150 Years of Mizzou Engineering: 1872 – 1902

February 07, 2022

The Edison Dynamo on display in Naka Hall.

The Edison Dynamo on display in Naka Hall

Dean Thomas Jefferson Lowry

Mizzou Engineering’s first dean, Thomas Jefferson Lowry

As population boomed in Missouri and across the American west following the completion of the transcontinental railroad in 1869, Mizzou Engineering also experienced years of growth and change.

For five years following its incorporation, the School of Engineering had no faculty of their own, borrowing professors of math and physics to teach courses. Then, in 1877, Engineering separated from the College of Agriculture and named Thomas J. Lowry as the first dean. At that time, the coursework was split into three areas, Civil Engineering, Topographical Engineering and Military Engineering, with degrees in each, though there is no record of graduates with the Military Engineering degree.

In 1878, Mizzou Engineering celebrated its first graduates and conferred eight degrees in Civil and Topographical Engineering.

Professor Thomas Sparks New Ideas

University President Samuel Spahr Laws

Samuel Spahr Laws, University President 1876 – 1889.

The College achieved another significant feat in 1880, when Professor Benjamin E. Thomas joined the faculty to teach physics. His lessons, which included telegraphy, primary batteries and signaling, marked the beginnings of electrical engineering as an integral part of engineering education in the United States.

In 1882, after Thomas was unsuccessful in securing an Edison dynamo and Edison lamps, University President Samuel Spahr Laws reached out to Thomas Edison himself. Laws had met a 21-year-old Edison in the 1860s at the New York Gold Exchange, where Laws was Vice President. An inventor himself, Laws had created an electrically operated quotation indicator called the Laws Gold Indicator, a predecessor of the stock ticker.

The letter from President Laws to Thomas Edison requesting the Edison Dynamo, 1885

The letter from President Laws to Thomas Edison requesting the Edison Dynamo, 1885

Edison, who was in New York for a telegraph operator job with Western Union, visited the Exchange on a day when the Laws Gold Indicator was malfunctioning. Edison discovered the reason for the device’s failure and made the necessary repairs. Laws then hired Edison at a substantial salary to supervise the operations of the Laws Gold Indicator.

Edison answered Laws’ request and presented the dynamo and incandescent lamps to the University in 1882. Later that year, Thomas obtained a steam engine to operate the equipment, which was housed in the basement of Academic Hall.

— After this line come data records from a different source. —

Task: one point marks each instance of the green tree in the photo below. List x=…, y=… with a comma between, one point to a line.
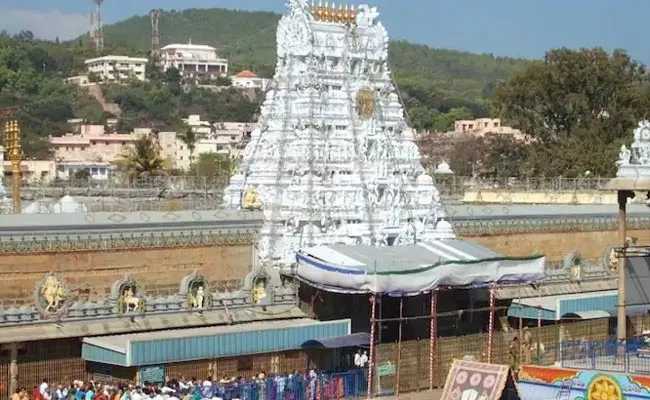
x=216, y=165
x=143, y=159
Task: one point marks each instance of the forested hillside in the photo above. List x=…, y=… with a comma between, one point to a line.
x=432, y=81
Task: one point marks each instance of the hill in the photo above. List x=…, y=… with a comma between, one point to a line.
x=433, y=81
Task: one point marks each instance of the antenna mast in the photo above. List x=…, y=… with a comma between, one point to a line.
x=97, y=28
x=155, y=35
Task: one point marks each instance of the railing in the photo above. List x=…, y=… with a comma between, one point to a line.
x=170, y=193
x=322, y=386
x=609, y=355
x=446, y=184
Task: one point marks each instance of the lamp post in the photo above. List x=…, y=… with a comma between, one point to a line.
x=633, y=175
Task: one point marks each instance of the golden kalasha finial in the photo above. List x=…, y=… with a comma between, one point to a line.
x=326, y=11
x=353, y=14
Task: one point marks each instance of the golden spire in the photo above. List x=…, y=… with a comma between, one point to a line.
x=15, y=155
x=326, y=12
x=353, y=15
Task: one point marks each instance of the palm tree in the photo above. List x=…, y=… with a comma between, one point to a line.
x=143, y=159
x=189, y=137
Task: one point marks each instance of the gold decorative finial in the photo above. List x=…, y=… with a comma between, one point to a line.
x=15, y=155
x=326, y=12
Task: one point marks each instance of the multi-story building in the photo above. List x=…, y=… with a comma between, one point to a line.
x=483, y=126
x=117, y=68
x=249, y=80
x=193, y=60
x=221, y=137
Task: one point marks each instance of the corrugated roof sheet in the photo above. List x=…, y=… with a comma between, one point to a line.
x=209, y=342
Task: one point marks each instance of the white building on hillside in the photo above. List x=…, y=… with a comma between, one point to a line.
x=193, y=60
x=117, y=68
x=221, y=137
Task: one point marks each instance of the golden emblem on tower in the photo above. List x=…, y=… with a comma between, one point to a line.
x=366, y=103
x=14, y=151
x=341, y=14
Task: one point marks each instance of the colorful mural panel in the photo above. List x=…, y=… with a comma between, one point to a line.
x=542, y=383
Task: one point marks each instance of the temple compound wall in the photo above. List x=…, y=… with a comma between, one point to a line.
x=66, y=277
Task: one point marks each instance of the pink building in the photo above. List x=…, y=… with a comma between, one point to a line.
x=91, y=144
x=482, y=126
x=90, y=149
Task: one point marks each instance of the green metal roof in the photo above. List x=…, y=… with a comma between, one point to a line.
x=177, y=345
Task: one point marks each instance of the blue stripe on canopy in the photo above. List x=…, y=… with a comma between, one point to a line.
x=361, y=339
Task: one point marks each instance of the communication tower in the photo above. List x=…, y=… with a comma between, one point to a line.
x=155, y=35
x=97, y=28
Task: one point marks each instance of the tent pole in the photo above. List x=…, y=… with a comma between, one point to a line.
x=539, y=326
x=399, y=345
x=371, y=363
x=491, y=325
x=432, y=337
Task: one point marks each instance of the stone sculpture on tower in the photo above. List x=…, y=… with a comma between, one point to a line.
x=333, y=160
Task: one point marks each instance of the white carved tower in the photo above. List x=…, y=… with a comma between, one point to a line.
x=333, y=160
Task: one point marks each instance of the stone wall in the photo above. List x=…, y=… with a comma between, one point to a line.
x=59, y=361
x=411, y=358
x=555, y=245
x=90, y=275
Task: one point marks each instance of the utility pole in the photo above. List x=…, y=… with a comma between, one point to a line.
x=97, y=27
x=155, y=36
x=14, y=151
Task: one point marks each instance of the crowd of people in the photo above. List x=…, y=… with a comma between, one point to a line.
x=294, y=386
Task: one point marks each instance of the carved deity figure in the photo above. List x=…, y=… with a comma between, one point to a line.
x=130, y=301
x=259, y=291
x=251, y=200
x=197, y=300
x=53, y=292
x=624, y=156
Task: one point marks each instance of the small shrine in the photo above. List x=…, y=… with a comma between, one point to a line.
x=634, y=162
x=333, y=160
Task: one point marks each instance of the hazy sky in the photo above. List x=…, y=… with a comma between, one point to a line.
x=521, y=28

In 1883, Thomas gave a public exhibition of incandescent electric lighting, the first known exhibition in Missouri and potentially the first west of the Mississippi River. Following the exhibition, the Board and Laws requested that Thomas and his students wire the chapel in Academic Hall for electric lighting.

Edison Dynamo

One of the Edison Dynamos at Mizzou Engineering.

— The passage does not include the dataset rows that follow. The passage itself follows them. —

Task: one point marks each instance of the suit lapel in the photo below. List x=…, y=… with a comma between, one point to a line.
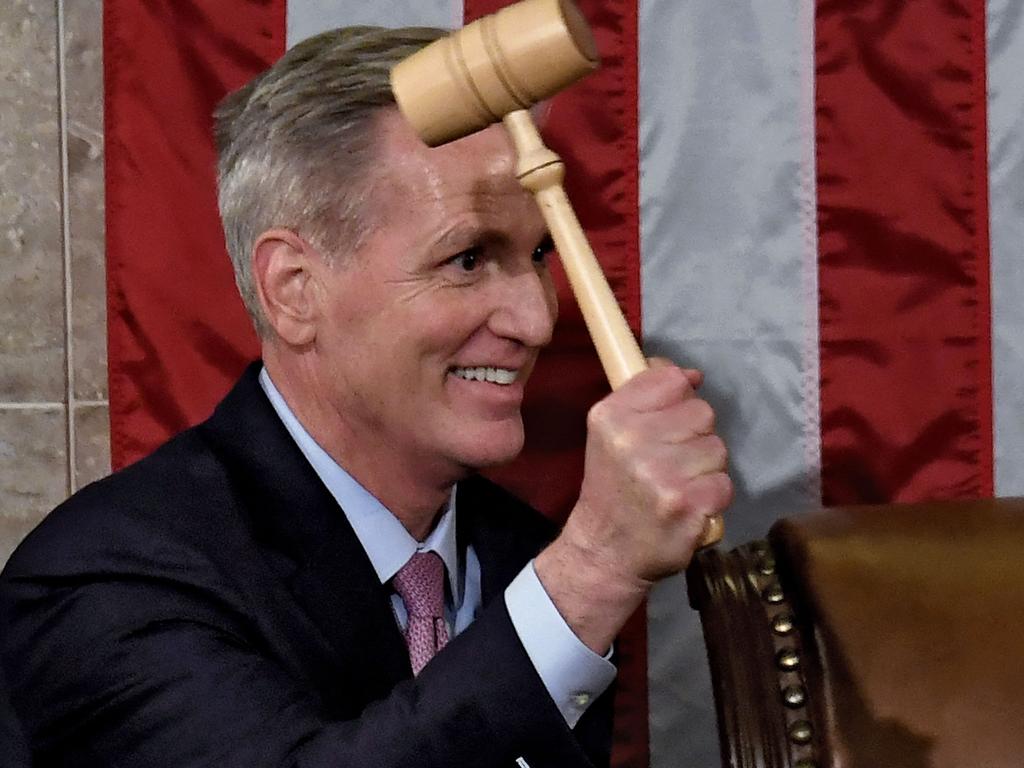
x=505, y=532
x=306, y=535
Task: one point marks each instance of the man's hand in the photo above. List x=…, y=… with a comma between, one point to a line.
x=654, y=473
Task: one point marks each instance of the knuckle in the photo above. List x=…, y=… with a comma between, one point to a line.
x=701, y=416
x=717, y=450
x=599, y=416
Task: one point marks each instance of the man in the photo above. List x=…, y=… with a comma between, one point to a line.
x=314, y=577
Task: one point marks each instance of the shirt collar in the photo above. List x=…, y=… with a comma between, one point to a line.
x=385, y=540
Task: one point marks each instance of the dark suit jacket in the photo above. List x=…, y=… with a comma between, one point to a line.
x=211, y=605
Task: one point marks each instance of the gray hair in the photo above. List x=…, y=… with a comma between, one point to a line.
x=296, y=144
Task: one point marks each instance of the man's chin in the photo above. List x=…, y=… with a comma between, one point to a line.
x=495, y=451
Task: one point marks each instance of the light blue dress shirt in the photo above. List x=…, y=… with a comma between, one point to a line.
x=572, y=674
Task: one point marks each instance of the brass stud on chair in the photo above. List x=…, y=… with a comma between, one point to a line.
x=787, y=659
x=782, y=624
x=773, y=594
x=801, y=732
x=794, y=696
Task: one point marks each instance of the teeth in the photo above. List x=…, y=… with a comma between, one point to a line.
x=492, y=375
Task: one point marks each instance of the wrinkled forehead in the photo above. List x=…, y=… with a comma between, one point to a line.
x=481, y=165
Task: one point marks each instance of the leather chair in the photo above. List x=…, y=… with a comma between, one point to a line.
x=870, y=637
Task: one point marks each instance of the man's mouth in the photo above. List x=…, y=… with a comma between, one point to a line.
x=503, y=376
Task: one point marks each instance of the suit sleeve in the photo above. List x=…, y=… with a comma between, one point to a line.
x=132, y=671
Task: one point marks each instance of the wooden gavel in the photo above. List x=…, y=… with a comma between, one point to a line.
x=495, y=70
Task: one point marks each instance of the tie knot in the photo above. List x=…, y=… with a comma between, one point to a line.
x=421, y=585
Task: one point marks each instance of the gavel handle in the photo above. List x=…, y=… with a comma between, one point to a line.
x=541, y=171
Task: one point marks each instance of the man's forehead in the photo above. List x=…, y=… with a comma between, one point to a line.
x=482, y=163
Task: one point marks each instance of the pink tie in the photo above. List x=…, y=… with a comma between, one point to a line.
x=421, y=585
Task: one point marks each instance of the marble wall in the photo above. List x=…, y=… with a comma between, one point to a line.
x=54, y=433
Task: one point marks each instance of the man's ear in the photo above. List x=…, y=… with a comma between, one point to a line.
x=284, y=267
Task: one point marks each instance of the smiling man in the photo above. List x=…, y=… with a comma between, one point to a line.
x=315, y=576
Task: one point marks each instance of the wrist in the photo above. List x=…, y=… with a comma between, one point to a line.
x=592, y=591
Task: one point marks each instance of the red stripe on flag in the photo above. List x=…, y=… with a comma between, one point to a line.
x=178, y=335
x=594, y=127
x=903, y=270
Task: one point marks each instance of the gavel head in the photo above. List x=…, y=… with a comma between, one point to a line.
x=502, y=62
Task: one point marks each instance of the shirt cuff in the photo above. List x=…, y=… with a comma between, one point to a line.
x=573, y=675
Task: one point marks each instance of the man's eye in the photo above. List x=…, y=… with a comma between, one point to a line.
x=470, y=259
x=543, y=250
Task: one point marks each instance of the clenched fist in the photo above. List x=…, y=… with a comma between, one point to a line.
x=654, y=474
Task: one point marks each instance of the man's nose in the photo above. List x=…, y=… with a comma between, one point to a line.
x=526, y=309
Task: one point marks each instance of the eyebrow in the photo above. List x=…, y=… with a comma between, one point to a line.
x=461, y=233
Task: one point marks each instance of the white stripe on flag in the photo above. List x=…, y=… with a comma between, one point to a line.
x=729, y=270
x=1006, y=173
x=307, y=17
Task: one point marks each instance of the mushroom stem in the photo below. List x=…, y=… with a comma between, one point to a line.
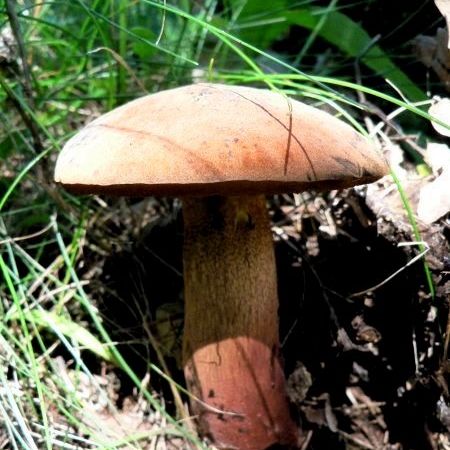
x=231, y=345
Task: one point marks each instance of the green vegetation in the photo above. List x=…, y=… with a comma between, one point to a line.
x=67, y=62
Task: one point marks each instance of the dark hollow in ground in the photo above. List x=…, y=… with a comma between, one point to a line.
x=314, y=304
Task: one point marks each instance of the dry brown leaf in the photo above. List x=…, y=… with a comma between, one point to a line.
x=440, y=109
x=434, y=199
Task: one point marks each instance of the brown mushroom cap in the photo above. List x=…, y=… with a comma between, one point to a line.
x=206, y=139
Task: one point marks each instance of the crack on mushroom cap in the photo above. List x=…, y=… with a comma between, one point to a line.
x=228, y=137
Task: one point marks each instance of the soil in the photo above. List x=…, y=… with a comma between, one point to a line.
x=365, y=371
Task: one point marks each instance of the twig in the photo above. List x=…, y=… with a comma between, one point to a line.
x=389, y=278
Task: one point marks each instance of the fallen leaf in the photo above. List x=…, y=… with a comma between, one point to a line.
x=434, y=197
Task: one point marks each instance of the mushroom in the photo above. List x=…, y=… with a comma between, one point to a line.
x=221, y=149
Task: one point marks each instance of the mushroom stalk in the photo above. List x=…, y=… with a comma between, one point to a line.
x=231, y=345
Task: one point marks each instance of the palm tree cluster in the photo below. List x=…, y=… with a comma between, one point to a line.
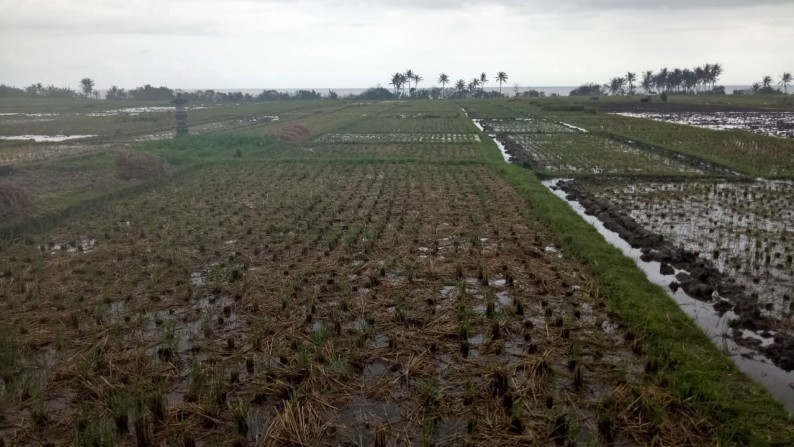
x=697, y=80
x=461, y=88
x=765, y=86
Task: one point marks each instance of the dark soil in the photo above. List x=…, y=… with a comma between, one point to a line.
x=670, y=107
x=701, y=281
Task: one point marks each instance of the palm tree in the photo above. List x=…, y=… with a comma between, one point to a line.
x=87, y=84
x=473, y=84
x=460, y=86
x=690, y=80
x=409, y=76
x=661, y=79
x=716, y=72
x=785, y=80
x=417, y=78
x=630, y=78
x=397, y=82
x=766, y=81
x=700, y=77
x=647, y=81
x=501, y=77
x=443, y=79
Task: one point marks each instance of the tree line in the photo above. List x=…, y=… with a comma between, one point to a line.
x=699, y=80
x=460, y=89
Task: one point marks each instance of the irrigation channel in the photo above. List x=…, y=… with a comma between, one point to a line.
x=779, y=382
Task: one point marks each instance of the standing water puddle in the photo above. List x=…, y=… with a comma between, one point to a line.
x=780, y=383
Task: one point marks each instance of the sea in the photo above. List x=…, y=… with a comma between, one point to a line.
x=343, y=92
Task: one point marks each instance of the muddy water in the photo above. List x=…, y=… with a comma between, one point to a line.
x=780, y=383
x=777, y=124
x=43, y=138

The following year, the students in Thomas’ physics courses more than doubled and all of Academic Hall was wired for electric lighting. In 1885, the Department of Electrical Engineering was established, just three years after the oldest electrical engineering department in the country.

Fire in Academic Hall

Tragedy struck on January 9, 1892, when a fire destroyed Academic Hall, which housed the classics and the engineering shops at the time. Marquis H. Lockwood, the first electrical engineering degree recipient who was a student at the time, said that the fire was caused by a short circuit in the wiring of the chandelier.

Academic Hall after the fire

Academic Hall after the fire in 1892

Funds collected from insurance after the fire led to the construction of six buildings, including the Engineering building (now the east side of Lafferre Hall) and the Mechanic Arts building (now the west side of Lafferre Hall). The buildings were built around the columns, the only remaining fixture of Academic Hall.

In 1893, the Department of Mechanical Engineering was established as the third degree program alongside civil and electrical. Dean Lowry retired in 1893, taking with him the identity of the College. After his retirement, engineering merged with the College of Agriculture and Mechanic Arts, where it remained for the next 13 years.